Kochs 14. Bürgermeisterjahr aber wird so schwierig wie keines zuvor. Eine Ursache ist das Wachstumsbeschleunigungsgesetz, dem morgen die Länder im Bundesrat zustimmen sollen. Es geht darin um Entlastungen für Familien über höhere Kinderfreibeträge und höheres Kindergeld, um niedrigere Erbschaftssteuern, Steuererleichterungen für Unternehmen und einen ermäßigten Mehrwertsteuersatz für Betreiber von Hotels, Pensionen oder Gasthöfen.

All diese Maßnahmen sollen ab 1. Januar 2010 greifen und werden den Staat rund 8,5 Milliarden Euro kosten. Aber sie werden auch Wachstum bringen, glaubt die Bundesregierung. Malentes Rathauschef ist skeptisch. "Wir sind an der Grenze des Belastbaren angelangt", sagt Koch. Er gehört der CDU an, der Partei, die das Gesetz mit der FDP zusammen entworfen hat.

Mit seiner Statur und seinem Bart ähnelt der 53-jährige Familienvater ein wenig Peter Harry Carstensen. Und mit seiner Meinung über das Gesetz ist der Bürgermeister ganz auf der Linie seines Ministerpräsidenten. Der hat höchstpersönlich bei Bundeskanzlerin Angela Merkel mit seinem Veto im Bundesrat gedroht. Seinem Land steht bei einem Schuldenberg von 24 Milliarden Euro das Wasser schon jetzt bis zum Hals. Kommt das Gesetz, fehlen Carstensen ab kommendem Jahr 70 Millionen Euro an Steuereinnahmen im Landeshaushalt.

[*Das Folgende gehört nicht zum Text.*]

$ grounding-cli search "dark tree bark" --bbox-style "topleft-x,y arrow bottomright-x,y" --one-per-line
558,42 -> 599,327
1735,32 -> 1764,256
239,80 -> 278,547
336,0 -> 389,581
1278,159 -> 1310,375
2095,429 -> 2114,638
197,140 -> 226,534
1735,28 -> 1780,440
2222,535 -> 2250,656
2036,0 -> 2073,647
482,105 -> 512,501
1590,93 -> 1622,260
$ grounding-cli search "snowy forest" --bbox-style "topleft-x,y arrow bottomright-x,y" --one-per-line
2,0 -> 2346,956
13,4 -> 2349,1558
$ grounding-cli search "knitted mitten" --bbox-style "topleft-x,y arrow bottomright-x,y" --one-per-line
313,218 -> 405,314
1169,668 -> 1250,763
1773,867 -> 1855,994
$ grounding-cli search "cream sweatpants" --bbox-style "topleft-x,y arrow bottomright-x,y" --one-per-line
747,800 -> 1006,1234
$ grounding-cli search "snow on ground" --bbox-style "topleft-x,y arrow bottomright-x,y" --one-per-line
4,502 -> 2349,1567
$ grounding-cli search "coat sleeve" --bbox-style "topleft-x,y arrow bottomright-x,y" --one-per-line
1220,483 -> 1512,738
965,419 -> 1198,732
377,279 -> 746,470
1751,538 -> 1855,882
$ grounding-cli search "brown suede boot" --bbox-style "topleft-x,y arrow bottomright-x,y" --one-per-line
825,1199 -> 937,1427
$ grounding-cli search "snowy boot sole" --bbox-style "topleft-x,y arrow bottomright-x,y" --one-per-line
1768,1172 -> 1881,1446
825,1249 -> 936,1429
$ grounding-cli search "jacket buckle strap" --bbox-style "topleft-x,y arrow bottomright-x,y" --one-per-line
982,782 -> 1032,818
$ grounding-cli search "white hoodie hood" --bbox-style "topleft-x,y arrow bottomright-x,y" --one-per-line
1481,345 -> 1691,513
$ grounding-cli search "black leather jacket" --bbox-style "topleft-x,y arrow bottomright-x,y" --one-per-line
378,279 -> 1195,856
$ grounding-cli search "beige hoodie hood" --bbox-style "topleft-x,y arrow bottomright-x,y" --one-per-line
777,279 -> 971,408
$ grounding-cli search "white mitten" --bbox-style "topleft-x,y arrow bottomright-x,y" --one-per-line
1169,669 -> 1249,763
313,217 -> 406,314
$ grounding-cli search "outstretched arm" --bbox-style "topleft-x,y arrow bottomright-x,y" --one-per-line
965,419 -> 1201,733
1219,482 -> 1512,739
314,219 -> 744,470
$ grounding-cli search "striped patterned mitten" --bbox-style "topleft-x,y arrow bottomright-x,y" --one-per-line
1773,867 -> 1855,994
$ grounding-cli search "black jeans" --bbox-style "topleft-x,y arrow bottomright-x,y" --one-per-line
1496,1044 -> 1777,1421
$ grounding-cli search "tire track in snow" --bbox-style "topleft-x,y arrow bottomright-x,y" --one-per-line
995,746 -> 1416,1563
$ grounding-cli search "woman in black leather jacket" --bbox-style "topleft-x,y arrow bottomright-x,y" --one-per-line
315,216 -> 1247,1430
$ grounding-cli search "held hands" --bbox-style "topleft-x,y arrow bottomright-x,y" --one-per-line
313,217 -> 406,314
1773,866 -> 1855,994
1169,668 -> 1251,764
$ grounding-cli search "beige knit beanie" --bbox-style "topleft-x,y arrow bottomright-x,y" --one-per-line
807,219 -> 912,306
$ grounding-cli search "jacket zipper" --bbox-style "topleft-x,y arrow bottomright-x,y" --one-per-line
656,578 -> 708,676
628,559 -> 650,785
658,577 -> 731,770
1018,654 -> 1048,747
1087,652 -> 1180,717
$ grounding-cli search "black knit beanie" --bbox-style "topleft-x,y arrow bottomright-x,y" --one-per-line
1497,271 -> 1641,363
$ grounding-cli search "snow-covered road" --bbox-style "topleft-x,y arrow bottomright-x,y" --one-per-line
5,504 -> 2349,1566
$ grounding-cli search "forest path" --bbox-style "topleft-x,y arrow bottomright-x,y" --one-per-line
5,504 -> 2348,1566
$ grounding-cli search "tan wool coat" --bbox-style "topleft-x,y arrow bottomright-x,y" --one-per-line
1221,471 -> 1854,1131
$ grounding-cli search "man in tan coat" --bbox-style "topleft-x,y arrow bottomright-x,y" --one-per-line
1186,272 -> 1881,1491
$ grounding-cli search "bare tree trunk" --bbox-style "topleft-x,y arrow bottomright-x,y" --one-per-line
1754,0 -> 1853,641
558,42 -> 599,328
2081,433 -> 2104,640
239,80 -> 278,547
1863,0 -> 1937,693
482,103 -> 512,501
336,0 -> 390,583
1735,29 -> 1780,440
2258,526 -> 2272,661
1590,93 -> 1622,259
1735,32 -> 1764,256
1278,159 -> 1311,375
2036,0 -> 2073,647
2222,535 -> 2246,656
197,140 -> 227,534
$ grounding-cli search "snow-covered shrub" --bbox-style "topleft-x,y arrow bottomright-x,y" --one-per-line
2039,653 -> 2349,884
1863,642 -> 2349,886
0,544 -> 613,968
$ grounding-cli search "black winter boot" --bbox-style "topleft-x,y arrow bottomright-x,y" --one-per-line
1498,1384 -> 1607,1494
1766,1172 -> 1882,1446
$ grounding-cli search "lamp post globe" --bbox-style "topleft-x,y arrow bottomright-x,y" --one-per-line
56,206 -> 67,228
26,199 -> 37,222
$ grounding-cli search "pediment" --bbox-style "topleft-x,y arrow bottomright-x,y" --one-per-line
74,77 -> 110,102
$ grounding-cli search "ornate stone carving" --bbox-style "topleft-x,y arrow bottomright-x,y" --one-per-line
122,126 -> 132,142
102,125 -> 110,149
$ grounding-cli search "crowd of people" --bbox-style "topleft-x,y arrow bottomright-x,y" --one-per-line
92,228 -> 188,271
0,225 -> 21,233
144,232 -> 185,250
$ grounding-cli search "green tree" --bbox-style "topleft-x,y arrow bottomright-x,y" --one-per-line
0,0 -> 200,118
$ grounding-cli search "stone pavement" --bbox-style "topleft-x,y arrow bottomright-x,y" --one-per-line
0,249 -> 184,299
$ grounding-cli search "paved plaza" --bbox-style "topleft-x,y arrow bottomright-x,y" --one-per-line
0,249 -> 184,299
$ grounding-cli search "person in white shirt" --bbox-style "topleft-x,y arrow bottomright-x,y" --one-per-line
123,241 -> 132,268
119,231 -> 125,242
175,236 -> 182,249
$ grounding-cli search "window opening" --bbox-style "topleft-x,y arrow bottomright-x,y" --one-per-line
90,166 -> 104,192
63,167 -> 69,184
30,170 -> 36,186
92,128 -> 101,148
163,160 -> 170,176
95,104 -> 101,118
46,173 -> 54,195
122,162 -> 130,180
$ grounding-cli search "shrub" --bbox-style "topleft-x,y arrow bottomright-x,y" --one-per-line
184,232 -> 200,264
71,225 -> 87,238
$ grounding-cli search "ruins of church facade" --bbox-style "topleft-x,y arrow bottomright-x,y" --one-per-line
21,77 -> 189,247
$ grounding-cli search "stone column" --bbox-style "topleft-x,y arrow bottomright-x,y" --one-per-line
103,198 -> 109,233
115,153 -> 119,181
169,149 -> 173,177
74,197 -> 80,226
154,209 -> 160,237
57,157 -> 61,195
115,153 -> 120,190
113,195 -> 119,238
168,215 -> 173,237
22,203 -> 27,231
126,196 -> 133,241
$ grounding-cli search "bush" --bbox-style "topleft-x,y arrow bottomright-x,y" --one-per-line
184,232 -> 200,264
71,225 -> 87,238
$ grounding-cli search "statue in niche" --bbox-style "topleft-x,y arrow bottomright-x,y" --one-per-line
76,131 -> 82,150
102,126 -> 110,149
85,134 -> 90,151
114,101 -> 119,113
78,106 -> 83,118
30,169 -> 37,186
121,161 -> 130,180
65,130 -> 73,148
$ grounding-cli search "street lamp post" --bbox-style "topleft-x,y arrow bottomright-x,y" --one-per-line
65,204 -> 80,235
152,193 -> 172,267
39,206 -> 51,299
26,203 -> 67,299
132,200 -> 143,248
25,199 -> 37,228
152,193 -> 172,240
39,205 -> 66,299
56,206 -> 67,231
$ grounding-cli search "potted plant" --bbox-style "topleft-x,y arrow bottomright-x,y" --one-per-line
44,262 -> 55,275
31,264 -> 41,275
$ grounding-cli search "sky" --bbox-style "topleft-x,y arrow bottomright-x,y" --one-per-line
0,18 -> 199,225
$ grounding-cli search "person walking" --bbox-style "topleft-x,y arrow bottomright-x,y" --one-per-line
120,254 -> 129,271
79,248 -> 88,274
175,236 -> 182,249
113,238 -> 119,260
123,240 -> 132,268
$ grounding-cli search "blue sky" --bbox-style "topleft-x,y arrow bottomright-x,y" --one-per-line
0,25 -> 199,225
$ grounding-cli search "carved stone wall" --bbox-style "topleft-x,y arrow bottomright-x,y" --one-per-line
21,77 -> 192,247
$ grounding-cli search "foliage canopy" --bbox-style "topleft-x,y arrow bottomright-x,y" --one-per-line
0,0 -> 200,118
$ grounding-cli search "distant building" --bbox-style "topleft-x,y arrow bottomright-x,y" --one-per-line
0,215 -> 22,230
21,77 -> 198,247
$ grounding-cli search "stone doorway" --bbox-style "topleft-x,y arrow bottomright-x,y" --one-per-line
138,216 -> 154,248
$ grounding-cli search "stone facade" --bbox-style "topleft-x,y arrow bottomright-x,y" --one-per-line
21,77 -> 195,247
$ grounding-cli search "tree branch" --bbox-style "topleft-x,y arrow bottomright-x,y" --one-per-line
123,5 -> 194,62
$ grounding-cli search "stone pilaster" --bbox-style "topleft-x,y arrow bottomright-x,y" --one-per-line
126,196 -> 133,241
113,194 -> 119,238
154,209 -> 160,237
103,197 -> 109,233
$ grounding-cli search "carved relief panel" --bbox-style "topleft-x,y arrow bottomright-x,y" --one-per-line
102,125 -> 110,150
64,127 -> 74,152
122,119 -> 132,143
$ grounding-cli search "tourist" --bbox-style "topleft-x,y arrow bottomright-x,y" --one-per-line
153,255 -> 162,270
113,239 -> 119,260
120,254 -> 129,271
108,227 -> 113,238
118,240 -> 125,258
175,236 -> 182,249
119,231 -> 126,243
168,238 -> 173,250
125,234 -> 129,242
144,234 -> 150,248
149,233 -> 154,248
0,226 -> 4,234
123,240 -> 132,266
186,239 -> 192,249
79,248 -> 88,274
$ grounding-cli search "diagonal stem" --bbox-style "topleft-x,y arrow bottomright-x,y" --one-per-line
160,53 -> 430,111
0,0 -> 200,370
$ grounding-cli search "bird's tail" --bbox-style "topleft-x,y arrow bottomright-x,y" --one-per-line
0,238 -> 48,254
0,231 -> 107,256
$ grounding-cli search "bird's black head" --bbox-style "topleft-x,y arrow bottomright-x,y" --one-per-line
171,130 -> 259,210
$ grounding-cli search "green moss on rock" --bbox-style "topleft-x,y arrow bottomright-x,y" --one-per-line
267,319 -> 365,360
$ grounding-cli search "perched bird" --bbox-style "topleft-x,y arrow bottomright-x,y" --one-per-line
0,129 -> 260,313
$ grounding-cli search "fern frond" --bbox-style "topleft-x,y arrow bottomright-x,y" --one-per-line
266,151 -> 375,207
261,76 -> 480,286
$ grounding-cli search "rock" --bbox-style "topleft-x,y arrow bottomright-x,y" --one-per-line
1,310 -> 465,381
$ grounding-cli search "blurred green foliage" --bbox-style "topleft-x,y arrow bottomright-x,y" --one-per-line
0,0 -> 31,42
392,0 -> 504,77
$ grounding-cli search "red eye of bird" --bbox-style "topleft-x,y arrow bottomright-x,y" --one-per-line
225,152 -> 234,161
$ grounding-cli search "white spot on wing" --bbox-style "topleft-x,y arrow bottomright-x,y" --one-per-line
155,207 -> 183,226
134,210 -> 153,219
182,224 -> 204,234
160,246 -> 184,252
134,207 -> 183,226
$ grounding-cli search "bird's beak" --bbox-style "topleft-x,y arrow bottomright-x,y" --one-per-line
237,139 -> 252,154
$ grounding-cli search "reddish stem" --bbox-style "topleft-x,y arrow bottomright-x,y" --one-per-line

Den Kommunen in Schleswig-Holstein entgehen zeitgleich 60 Millionen Euro. Koch ist Vorsitzender des schleswig-holsteinischen Gemeindetags und hat damit eigentlich ein wichtiges Amt inne, aber er würde niemals bis zur Kanzlerin vordringen. Für Angela Merkel ist er ein Unbekannter. Er ist ja nur der Bürgermeister einer kleinen Gemeinde am nördlichen Rand der Republik. Dabei könnte Koch der Kanzlerin viel erzählen. Darüber, wie oft die große Politik ihre Beschlüsse ohne Rücksprache mit den Kommunen fasst. Darüber, wie allein die Wirtschaftskrise und die eingebrochenen Gewerbesteuereinnahmen die Gemeinde Malente in die Schuldenspirale getrieben haben.

Welche weiteren Verluste Malente wegen der nun geplanten Steuersenkungen hinnehmen muss, kann Koch nur schwer beziffern. Ganz gleich, ob der Bund den Ländern Steuerhilfen zusagt, Malente wird Geld verlieren. "Vielleicht sind es 50 000 Euro", sagt Koch, "vielleicht aber auch 100 000 oder noch mehr." Wenn die Länderchefs über "Milliardenausfälle" klagen, dann scheinen 100 000 Euro unbedeutend. Aber 100 000 Euro sind eine Menge Geld für Malente.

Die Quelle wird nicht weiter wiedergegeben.